Thursday, January 23, 2025

Letter to the Editor 1.26.2025

Newark Advocate 1.26.2025
Jeff Gill

Letter to the Editor

There's a scene in "A Christmas Carol" from 1843 in London, that seems familiar to Charles Dickens in his telling.

Two visitors come to Scrooge & Marley's accounting offices. They are seeking contributions to assist the poor, and old Ebenezer famously asks if "the Union workhouses" (a form of public assistance in that time and place) or other forms of welfare were still available. When assured that they were, he ironically replies "Oh! I was afraid, from what you said at first, that something had occurred to stop them in their useful course."

When asked to offer further help, Scrooge says "they cost enough; and those who are badly off must go there."

You know the response: "Many can't go there; and many would rather die."

And then: ""If they would rather die," said Scrooge, "they had better do it, and decrease the surplus population.""

If you don't know the book, though, you may not be aware the conversation continues in Dickens's telling. Scrooge continues, saying "Besides — excuse me — I don't know that."

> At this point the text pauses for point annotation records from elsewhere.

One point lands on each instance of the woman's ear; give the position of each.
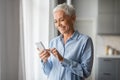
(73, 18)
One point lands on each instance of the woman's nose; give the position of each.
(58, 24)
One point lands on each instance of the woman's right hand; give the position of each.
(44, 55)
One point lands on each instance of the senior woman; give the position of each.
(70, 56)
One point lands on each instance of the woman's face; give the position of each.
(64, 23)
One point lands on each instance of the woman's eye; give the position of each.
(62, 19)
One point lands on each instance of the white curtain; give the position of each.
(34, 28)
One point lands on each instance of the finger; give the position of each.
(45, 55)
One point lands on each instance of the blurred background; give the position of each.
(25, 22)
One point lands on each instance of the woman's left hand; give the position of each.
(55, 52)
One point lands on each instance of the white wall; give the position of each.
(86, 11)
(9, 39)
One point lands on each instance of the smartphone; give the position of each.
(40, 45)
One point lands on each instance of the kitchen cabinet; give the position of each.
(108, 68)
(108, 17)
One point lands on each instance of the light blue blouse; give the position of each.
(78, 58)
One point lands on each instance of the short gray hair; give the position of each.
(68, 9)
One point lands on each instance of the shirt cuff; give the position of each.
(65, 63)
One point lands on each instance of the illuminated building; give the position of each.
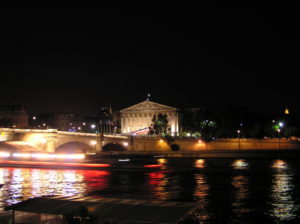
(139, 116)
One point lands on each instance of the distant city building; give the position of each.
(106, 124)
(13, 116)
(137, 118)
(64, 122)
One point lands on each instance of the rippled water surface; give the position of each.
(227, 190)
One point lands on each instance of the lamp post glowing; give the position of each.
(239, 132)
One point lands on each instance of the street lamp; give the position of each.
(239, 132)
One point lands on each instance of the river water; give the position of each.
(228, 190)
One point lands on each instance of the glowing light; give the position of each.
(279, 164)
(41, 163)
(162, 161)
(42, 140)
(286, 111)
(153, 165)
(21, 155)
(4, 154)
(240, 164)
(123, 160)
(200, 163)
(48, 156)
(93, 142)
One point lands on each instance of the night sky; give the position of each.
(74, 58)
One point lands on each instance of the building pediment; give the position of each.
(147, 106)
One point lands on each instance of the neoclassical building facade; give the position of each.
(139, 116)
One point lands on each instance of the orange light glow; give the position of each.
(4, 154)
(279, 164)
(93, 165)
(200, 163)
(47, 156)
(162, 161)
(153, 165)
(240, 164)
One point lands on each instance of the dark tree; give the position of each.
(160, 125)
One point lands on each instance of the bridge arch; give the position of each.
(19, 146)
(113, 147)
(74, 147)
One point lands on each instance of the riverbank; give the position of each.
(293, 154)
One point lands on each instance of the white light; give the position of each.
(93, 142)
(22, 155)
(4, 154)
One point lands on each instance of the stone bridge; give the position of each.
(52, 140)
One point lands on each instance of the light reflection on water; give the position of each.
(283, 205)
(24, 183)
(240, 188)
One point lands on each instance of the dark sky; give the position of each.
(75, 58)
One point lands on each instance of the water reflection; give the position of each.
(157, 182)
(240, 164)
(283, 205)
(200, 163)
(21, 184)
(201, 195)
(240, 185)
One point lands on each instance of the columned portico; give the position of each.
(140, 116)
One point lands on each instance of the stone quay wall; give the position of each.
(191, 144)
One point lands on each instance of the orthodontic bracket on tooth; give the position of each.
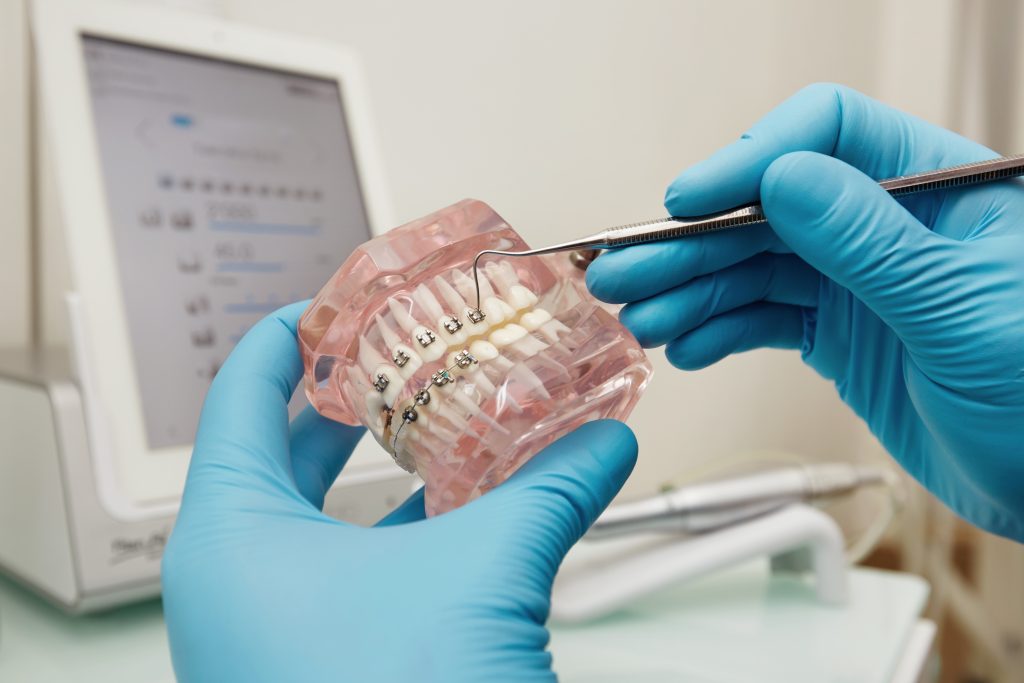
(464, 358)
(453, 325)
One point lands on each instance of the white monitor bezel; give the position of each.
(133, 479)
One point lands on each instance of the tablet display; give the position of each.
(231, 190)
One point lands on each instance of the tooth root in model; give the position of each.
(427, 302)
(370, 358)
(467, 288)
(403, 356)
(402, 316)
(472, 409)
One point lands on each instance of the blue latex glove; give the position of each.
(914, 308)
(260, 586)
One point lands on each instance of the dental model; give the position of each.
(459, 394)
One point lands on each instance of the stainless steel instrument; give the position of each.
(673, 227)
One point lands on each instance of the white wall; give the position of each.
(14, 327)
(571, 116)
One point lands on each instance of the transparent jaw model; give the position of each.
(459, 394)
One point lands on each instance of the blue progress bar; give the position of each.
(250, 266)
(263, 228)
(268, 307)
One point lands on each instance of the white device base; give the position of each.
(57, 537)
(601, 577)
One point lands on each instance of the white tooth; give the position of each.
(453, 338)
(429, 344)
(412, 359)
(508, 335)
(552, 329)
(370, 357)
(519, 297)
(390, 337)
(359, 379)
(452, 298)
(494, 310)
(483, 350)
(529, 346)
(428, 302)
(506, 308)
(535, 318)
(402, 316)
(404, 357)
(473, 329)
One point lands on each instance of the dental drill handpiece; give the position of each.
(752, 214)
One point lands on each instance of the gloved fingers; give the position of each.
(844, 224)
(411, 510)
(757, 326)
(828, 119)
(622, 275)
(320, 450)
(554, 498)
(243, 435)
(771, 278)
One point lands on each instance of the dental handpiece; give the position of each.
(705, 507)
(673, 227)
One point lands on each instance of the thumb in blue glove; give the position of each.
(259, 585)
(912, 307)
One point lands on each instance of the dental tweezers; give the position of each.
(673, 227)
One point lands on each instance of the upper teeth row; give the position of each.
(481, 333)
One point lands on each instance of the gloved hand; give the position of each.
(913, 307)
(260, 586)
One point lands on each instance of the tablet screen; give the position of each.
(231, 190)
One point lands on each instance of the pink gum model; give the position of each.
(394, 342)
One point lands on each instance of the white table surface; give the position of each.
(740, 626)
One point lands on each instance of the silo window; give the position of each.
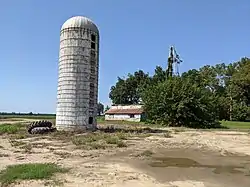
(93, 38)
(90, 120)
(92, 45)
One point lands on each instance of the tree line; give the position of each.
(196, 98)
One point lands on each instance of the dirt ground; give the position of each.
(179, 159)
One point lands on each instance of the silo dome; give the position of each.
(80, 21)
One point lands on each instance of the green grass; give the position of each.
(236, 124)
(10, 128)
(30, 171)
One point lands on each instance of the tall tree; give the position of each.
(128, 91)
(179, 102)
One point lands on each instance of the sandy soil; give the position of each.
(186, 159)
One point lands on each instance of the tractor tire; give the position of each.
(36, 124)
(42, 130)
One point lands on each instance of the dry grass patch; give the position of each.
(29, 171)
(146, 153)
(99, 140)
(10, 128)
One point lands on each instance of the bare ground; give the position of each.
(179, 159)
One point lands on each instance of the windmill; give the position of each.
(173, 63)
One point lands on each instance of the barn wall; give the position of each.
(125, 117)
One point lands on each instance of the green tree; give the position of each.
(179, 102)
(128, 91)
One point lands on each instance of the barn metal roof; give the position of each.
(125, 111)
(80, 21)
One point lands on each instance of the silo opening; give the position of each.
(90, 120)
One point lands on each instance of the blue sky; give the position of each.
(134, 35)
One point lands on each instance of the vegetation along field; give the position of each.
(196, 135)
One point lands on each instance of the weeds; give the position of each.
(9, 128)
(146, 153)
(167, 135)
(3, 155)
(28, 172)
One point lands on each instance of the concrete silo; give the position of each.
(78, 75)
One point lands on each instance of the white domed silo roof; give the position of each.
(80, 21)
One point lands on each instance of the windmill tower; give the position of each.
(173, 63)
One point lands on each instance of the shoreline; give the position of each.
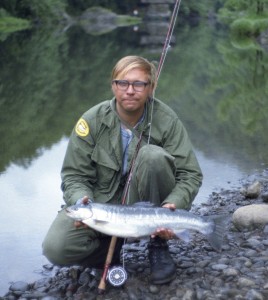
(239, 271)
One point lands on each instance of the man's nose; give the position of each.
(130, 89)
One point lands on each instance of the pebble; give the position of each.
(239, 271)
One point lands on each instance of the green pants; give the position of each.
(153, 179)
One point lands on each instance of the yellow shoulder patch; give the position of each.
(82, 128)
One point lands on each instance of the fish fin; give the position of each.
(145, 204)
(215, 238)
(183, 235)
(96, 221)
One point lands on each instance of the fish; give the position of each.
(142, 220)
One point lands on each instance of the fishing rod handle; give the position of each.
(109, 257)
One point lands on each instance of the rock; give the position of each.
(265, 197)
(253, 190)
(19, 286)
(250, 217)
(239, 271)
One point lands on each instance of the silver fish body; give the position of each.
(138, 221)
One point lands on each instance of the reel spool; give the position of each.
(117, 276)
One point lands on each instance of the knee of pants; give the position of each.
(66, 245)
(53, 251)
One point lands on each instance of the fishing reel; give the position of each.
(117, 276)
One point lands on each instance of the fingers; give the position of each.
(79, 224)
(85, 200)
(171, 206)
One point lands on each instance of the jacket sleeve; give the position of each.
(78, 173)
(188, 174)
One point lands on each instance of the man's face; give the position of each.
(131, 99)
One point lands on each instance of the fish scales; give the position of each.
(138, 221)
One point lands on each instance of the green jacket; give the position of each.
(93, 162)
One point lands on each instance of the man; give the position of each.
(99, 159)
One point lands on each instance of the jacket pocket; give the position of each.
(107, 166)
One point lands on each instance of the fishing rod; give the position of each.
(118, 275)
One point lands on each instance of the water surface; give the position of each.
(48, 79)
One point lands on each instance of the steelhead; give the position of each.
(141, 220)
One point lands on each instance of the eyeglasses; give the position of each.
(138, 86)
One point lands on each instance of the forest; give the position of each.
(48, 76)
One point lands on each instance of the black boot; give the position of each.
(163, 268)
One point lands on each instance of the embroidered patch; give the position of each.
(82, 128)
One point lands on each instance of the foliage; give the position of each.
(11, 24)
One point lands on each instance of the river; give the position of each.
(48, 79)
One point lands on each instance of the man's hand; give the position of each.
(78, 224)
(165, 233)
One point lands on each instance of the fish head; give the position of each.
(79, 212)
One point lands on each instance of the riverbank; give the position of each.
(239, 271)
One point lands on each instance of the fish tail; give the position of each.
(219, 225)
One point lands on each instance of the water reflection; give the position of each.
(48, 80)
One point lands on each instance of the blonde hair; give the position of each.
(128, 63)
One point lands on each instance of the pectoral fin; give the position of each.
(183, 235)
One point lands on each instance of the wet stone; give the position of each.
(239, 271)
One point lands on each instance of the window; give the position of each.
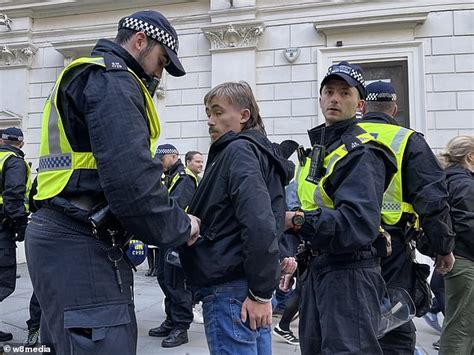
(395, 73)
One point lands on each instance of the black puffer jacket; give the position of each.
(241, 203)
(461, 198)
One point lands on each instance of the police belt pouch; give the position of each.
(172, 257)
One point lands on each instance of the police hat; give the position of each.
(380, 91)
(164, 149)
(351, 74)
(157, 27)
(12, 134)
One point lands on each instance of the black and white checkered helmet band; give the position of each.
(381, 96)
(151, 31)
(339, 68)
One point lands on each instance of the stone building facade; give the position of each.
(281, 47)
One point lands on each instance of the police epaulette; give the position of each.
(350, 141)
(114, 63)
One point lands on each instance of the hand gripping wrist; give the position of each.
(258, 299)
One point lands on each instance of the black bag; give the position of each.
(421, 292)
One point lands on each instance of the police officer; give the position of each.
(96, 161)
(417, 194)
(15, 183)
(340, 186)
(178, 298)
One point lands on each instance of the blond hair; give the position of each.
(240, 96)
(457, 149)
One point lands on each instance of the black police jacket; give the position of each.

"But you might know it," says the visitor, but Scrooge replies "It's not my business." He continues to press his rejection of being informed of the needs around him by saying "It's enough for a man to understand his own business, and not to interfere with other people's."

This is all foreshadowing of what is to come, after Scrooge's deceased partner Jacob Marley comes to tell another side of the story. The first ghost of Christmas would retort to Scrooge's indifference:

"Mankind was my business. The common welfare was my business; charity, mercy, forbearance, benevolence, were all my business."

We've just concluded in Licking County a six night opening of an Emergency Warming Center, the longest run of nights in a row we've seen since this effort began in January of 2019. An all volunteer effort of churches and community agencies working together to keep people from freezing who can't access, or for whatever reasons don't go to our emergency shelters, which are full in any case this winter, like so many in the past few years.

I keep hearing two things that frustrate me. One is that these are all people who are coming here from "somewhere else." It's ironic that friends and colleagues in Zanesville, Mount Vernon, Albuquerque, New Mexico and Valparaiso, Indiana all tell me they hear the same community concern: "the homeless are from somewhere else." Yet in conversation, my experience is that our guests are mostly from right here in Licking County. Not all, but most.

The other challenge is "if you people didn't offer these services, there wouldn't be people who are homeless on our streets." You can see how the complaints fit together, and fall apart if either is false. Both are incorrect.

What I'm sure of is this: more people would die if we didn't open on frigid, bitter nights. And I believe there is no such thing as surplus population. No, not one.